The Clovis facility experienced low maintenance with WEDECO’s UV system, requiring minimal operator involvement. Energy consumption is continuously minimized at all operating conditions with WEDECO’s OptiDose sensor-based control system. OptiDose utilizes an ÖNORM-compliant UV sensor for active monitoring of UV performance. The sensor input automatically adjusts UV lamp output to the meet the required 80 mJ/sq cm NWRI dose. Meanwhile, the LBX automatic sleeve-cleaning system maintains maximum sleeve transmittance for peak UV output. By keeping the sleeves clean, the system uses less energy and lowers operational costs. The superior effectiveness of the WEDECO mechanical cleaning system has been proven in thousands of installations around the world.

“The City of Clovis Water Reuse Facility is a great representation of the commitment the city has shown to the environment and its citizens, and it is a great model for other communities who are grappling with issues of surface and/or groundwater shortages,” said Steve Patterson, P.E., CH2M HILL principal project manager.

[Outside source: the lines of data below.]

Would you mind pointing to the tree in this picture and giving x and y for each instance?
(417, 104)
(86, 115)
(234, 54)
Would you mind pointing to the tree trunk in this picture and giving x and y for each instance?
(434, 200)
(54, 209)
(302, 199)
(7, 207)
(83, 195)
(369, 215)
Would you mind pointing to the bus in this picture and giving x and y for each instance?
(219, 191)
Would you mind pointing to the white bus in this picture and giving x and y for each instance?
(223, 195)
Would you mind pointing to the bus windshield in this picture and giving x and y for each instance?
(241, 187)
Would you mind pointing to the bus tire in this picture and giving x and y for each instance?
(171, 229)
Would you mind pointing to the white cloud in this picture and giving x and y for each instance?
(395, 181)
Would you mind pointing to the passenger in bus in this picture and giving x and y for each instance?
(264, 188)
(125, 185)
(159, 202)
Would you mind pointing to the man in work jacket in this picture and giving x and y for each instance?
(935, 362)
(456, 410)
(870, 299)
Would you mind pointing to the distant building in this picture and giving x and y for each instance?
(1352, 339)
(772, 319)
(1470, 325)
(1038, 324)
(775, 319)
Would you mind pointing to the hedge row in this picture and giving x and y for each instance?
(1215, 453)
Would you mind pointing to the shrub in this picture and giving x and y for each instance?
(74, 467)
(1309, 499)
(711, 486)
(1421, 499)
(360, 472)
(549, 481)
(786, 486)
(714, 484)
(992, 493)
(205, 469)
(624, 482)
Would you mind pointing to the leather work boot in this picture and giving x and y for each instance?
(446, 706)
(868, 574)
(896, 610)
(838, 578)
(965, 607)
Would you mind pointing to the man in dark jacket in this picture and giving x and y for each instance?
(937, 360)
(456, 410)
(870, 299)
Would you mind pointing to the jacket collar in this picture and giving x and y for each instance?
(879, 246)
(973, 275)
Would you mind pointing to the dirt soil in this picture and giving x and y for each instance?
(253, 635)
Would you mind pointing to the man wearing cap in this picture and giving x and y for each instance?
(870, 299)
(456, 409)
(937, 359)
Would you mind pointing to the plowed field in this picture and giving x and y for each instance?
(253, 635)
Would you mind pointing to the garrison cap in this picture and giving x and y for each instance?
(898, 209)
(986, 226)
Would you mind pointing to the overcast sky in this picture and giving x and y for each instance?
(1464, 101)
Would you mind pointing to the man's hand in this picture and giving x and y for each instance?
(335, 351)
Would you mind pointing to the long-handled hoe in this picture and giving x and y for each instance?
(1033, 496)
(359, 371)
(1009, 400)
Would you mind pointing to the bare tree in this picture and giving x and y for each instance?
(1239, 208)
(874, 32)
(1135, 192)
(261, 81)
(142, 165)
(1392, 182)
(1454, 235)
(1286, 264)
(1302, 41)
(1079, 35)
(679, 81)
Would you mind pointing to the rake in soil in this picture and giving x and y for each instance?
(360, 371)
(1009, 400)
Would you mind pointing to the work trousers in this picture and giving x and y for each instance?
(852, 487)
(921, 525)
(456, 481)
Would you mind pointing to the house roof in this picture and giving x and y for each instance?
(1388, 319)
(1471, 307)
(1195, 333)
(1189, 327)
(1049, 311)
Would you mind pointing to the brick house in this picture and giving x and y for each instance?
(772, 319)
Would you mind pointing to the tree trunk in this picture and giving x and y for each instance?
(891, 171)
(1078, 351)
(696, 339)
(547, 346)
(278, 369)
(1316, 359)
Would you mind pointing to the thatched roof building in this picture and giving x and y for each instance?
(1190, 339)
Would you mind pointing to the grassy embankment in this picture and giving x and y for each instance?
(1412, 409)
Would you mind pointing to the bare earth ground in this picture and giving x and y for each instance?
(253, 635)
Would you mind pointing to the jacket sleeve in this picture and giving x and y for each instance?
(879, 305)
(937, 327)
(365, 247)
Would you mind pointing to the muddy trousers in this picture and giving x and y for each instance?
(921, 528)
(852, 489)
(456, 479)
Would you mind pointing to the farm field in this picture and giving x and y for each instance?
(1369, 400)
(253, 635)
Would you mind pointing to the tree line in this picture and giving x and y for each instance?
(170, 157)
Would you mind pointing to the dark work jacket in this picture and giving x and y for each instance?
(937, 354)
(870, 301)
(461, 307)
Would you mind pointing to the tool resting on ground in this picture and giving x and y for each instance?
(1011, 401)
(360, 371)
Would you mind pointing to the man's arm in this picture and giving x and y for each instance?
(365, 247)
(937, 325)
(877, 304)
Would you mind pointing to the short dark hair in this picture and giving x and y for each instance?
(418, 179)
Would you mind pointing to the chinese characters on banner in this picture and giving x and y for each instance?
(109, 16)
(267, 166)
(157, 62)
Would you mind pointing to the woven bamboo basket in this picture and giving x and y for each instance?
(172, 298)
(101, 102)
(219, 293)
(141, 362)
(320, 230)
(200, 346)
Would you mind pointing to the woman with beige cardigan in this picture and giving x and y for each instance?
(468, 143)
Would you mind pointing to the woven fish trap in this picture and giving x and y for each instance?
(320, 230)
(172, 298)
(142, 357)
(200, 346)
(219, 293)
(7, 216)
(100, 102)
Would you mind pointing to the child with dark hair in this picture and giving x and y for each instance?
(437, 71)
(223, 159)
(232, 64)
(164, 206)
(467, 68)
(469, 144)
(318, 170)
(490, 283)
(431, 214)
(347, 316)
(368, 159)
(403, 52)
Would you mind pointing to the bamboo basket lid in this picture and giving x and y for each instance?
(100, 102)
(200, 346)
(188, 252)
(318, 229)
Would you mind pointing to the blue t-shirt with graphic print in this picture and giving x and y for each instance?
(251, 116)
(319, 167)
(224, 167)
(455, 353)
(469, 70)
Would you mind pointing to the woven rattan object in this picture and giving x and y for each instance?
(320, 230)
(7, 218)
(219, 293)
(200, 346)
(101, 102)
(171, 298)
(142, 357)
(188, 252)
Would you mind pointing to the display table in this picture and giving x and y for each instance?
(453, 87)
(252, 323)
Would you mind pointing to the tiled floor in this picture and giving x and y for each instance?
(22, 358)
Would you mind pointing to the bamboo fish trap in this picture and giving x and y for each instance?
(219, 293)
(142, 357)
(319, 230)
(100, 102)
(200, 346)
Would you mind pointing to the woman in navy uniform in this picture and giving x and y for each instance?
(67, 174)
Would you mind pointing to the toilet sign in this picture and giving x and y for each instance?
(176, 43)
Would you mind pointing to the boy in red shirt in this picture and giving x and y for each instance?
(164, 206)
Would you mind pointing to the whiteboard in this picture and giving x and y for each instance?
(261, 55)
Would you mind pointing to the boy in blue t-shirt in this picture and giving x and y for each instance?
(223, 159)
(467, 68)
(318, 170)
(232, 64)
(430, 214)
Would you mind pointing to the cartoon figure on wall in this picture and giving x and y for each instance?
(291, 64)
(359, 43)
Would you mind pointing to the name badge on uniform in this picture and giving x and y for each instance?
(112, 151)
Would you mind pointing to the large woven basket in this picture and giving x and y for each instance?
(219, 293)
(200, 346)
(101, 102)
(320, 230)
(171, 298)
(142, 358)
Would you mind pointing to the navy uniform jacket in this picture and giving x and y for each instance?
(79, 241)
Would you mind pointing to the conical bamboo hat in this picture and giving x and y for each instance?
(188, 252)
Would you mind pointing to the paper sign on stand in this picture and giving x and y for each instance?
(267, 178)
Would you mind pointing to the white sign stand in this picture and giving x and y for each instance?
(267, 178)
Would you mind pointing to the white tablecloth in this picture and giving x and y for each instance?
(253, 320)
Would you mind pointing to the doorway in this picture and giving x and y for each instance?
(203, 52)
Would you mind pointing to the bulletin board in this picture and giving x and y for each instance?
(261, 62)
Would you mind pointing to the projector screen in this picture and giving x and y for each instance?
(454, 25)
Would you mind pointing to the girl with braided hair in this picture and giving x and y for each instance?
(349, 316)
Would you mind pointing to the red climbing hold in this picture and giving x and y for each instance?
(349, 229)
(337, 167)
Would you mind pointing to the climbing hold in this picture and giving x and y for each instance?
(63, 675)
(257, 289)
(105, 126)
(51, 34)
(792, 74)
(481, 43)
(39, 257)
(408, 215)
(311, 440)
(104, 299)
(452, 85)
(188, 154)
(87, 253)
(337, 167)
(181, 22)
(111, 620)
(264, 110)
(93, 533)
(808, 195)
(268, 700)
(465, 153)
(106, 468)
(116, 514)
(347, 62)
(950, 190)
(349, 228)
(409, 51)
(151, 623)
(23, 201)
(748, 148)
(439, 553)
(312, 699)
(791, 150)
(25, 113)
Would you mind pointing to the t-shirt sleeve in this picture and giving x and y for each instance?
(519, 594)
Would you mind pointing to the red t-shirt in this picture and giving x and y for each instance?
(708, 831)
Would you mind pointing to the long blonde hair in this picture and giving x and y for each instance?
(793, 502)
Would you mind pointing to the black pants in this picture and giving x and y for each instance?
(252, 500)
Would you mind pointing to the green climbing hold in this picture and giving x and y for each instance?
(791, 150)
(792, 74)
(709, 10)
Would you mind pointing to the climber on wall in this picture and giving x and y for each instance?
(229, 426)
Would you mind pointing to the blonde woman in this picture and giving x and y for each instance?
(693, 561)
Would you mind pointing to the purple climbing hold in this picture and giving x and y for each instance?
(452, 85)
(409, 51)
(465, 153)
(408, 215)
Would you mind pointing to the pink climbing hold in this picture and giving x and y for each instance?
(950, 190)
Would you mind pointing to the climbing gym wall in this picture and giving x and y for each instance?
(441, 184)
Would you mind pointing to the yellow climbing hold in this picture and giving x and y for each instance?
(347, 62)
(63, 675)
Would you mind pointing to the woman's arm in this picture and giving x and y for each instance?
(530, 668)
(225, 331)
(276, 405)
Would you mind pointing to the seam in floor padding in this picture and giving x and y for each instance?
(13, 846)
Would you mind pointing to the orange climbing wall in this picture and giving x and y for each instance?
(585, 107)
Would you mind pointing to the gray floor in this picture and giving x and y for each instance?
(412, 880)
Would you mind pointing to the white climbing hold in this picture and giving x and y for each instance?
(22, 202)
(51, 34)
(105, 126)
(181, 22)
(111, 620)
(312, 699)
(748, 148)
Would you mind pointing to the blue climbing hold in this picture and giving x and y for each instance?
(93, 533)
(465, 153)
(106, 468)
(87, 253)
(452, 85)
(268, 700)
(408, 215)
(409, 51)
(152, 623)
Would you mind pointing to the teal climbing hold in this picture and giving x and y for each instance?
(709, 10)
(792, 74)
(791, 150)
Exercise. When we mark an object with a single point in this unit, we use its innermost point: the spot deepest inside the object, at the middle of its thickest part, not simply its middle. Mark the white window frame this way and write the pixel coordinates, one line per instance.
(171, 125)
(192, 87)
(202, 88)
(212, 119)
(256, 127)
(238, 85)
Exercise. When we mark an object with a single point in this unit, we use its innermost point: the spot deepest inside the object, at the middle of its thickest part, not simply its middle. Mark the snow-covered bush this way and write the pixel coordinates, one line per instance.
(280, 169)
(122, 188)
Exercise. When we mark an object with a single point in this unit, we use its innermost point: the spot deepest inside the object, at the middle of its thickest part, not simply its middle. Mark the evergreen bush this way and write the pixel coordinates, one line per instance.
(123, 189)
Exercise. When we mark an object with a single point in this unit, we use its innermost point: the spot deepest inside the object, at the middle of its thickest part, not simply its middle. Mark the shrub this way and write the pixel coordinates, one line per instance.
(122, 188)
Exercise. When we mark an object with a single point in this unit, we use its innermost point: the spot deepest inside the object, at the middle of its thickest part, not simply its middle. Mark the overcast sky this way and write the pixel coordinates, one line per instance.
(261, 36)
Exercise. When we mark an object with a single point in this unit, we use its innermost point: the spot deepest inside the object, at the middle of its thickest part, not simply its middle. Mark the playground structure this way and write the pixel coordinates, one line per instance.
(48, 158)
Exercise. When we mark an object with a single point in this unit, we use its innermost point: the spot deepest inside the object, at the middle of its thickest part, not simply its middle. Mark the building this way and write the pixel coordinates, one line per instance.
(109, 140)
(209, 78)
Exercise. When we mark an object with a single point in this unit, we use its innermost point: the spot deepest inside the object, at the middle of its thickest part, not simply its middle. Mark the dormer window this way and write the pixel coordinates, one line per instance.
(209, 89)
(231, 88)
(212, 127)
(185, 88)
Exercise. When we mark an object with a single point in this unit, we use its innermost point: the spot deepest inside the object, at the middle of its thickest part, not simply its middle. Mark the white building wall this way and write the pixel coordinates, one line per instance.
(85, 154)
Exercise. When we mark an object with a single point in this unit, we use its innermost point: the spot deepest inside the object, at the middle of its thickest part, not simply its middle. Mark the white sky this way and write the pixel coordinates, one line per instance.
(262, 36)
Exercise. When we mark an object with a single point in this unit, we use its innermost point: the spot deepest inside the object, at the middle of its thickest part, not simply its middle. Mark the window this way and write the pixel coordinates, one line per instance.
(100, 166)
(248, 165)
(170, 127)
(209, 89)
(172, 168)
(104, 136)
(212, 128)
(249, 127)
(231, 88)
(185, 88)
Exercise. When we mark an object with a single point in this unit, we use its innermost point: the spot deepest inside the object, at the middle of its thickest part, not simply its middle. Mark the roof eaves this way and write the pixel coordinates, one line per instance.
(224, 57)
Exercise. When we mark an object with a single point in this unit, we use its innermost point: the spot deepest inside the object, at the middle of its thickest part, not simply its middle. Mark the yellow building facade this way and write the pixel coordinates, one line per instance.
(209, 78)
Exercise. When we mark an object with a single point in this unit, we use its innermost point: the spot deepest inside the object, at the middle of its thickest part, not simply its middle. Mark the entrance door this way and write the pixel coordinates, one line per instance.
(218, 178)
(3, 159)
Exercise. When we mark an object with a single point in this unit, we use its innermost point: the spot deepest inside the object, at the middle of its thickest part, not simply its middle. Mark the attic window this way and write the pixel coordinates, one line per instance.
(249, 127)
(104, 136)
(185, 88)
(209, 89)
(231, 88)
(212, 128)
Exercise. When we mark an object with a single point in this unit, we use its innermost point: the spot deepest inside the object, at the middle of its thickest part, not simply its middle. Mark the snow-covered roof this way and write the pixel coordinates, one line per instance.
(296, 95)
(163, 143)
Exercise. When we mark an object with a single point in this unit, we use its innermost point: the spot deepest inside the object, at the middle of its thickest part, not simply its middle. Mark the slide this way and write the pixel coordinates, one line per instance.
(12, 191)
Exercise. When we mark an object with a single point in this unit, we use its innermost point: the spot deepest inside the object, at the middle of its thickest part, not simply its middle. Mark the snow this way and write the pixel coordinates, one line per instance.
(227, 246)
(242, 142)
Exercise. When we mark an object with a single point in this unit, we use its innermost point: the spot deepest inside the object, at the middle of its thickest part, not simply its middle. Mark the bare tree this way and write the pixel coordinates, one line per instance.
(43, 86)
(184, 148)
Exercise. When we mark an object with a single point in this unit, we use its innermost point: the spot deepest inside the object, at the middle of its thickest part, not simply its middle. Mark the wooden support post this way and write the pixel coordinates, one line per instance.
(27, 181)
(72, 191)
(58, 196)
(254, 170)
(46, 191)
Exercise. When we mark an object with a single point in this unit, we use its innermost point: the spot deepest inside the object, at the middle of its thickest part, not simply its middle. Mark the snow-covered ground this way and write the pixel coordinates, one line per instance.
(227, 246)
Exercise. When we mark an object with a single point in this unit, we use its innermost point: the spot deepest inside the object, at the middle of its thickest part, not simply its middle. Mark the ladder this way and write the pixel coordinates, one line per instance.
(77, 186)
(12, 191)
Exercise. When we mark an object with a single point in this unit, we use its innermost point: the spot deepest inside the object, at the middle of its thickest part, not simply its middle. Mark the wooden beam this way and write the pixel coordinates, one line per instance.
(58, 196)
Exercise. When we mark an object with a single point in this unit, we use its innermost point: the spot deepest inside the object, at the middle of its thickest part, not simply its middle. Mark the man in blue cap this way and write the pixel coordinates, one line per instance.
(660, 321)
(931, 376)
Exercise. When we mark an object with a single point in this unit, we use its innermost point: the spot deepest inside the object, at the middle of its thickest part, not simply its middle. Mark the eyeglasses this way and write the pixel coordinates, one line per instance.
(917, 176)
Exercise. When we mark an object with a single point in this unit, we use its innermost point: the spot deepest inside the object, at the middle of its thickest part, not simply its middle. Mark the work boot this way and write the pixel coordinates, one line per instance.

At its maximum capacity, the Clovis Water Reuse Facility will be able to produce over two billion gallons (or 6,200 acre-ft, or 7.7 billion L) of water per year. This amount of recycled water is equivalent to the total water used by 14,000 homes every year.

As many of America’s water supplies are diminishing, more cities and counties are turning to the use of safe, reliable alternative water sources. Xylem has been a long-time advocate and supporter of the practice of using recycled water for non-potable applications, and many of Xylem’s products make this process reliable and cost-effective.